How this skill works

The analyzer loads common audio formats and runs modular analysis steps: beat tracking for BPM and beats, harmonic analysis for key detection, FFT-based spectral analysis for frequency metrics, and loudness estimation including RMS, peak, LUFS, and dynamic range. Visualization functions render multi-channel waveforms, time-frequency spectrograms, chromagrams, and annotated beat grids.
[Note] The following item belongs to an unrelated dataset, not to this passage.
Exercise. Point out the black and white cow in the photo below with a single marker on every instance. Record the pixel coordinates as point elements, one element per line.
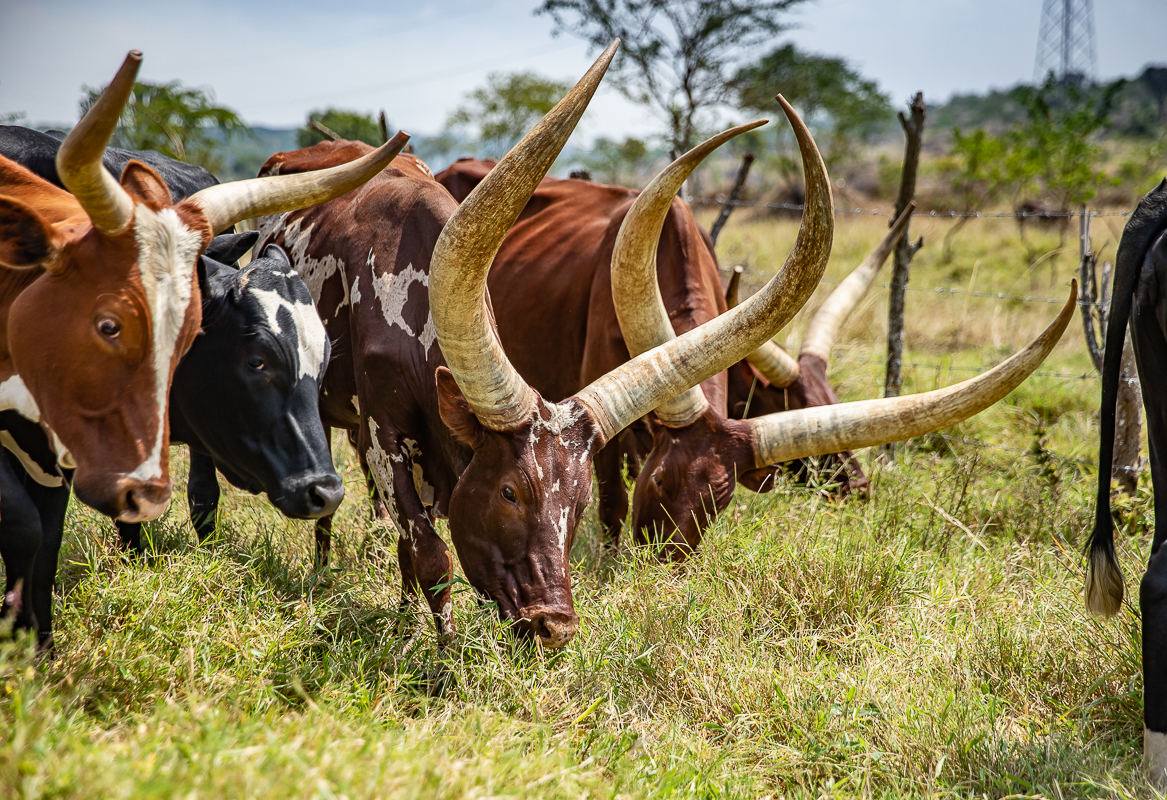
<point>1139,297</point>
<point>37,152</point>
Results are exposed through a simple API and CLI for batch processing and report export.

When to use it

  • Analyze tempo and beat positions for DJ sets or remixing
  • Detect musical key and mode for harmonic mixing or songwriting
  • Audit loudness for podcast and broadcast compliance
  • Inspect frequency balance and dominant tones for mixing and mastering
  • Generate visual reports for presentations, metadata, or catalogs

Best practices

  • Use full-length clips (preferably >20s) for reliable key and LUFS measurements
  • For tempo detection, prefer steady rhythmic content; manually verify confidence scores for complex material
  • Resample to a consistent sample rate when batch-processing many files to ensure comparable metrics
  • Combine spectrogram and chromagram views to diagnose masking or harmonic clashes
  • Export JSON reports for automated pipelines and PNG/SVG for human review

Example use cases

  • Batch-analyze a music library to create BPM-sorted DJ playlists and key labels
  • Run loudness checks on podcast episodes and flag LUFS outside target ranges
  • Generate spectrograms and waveform dashboards for release assets and quality control
  • Detect dominant frequencies and spectral centroids to guide EQ decisions during mixing
  • Produce beat-grid overlays to align stems for tempo-syncing and editing

FAQ

How accurate is the key detection?

Key detection performs well on melodic music but can be unreliable on percussion-heavy or heavily processed tracks; use the provided confidence score and key profile for verification.

Can this calculate broadcast-standard LUFS?

The tool provides a practical LUFS estimate suitable for loudness checks, but it simplifies the standard algorithm; for strict compliance use a dedicated ITU-R BS.1770-4 implementation.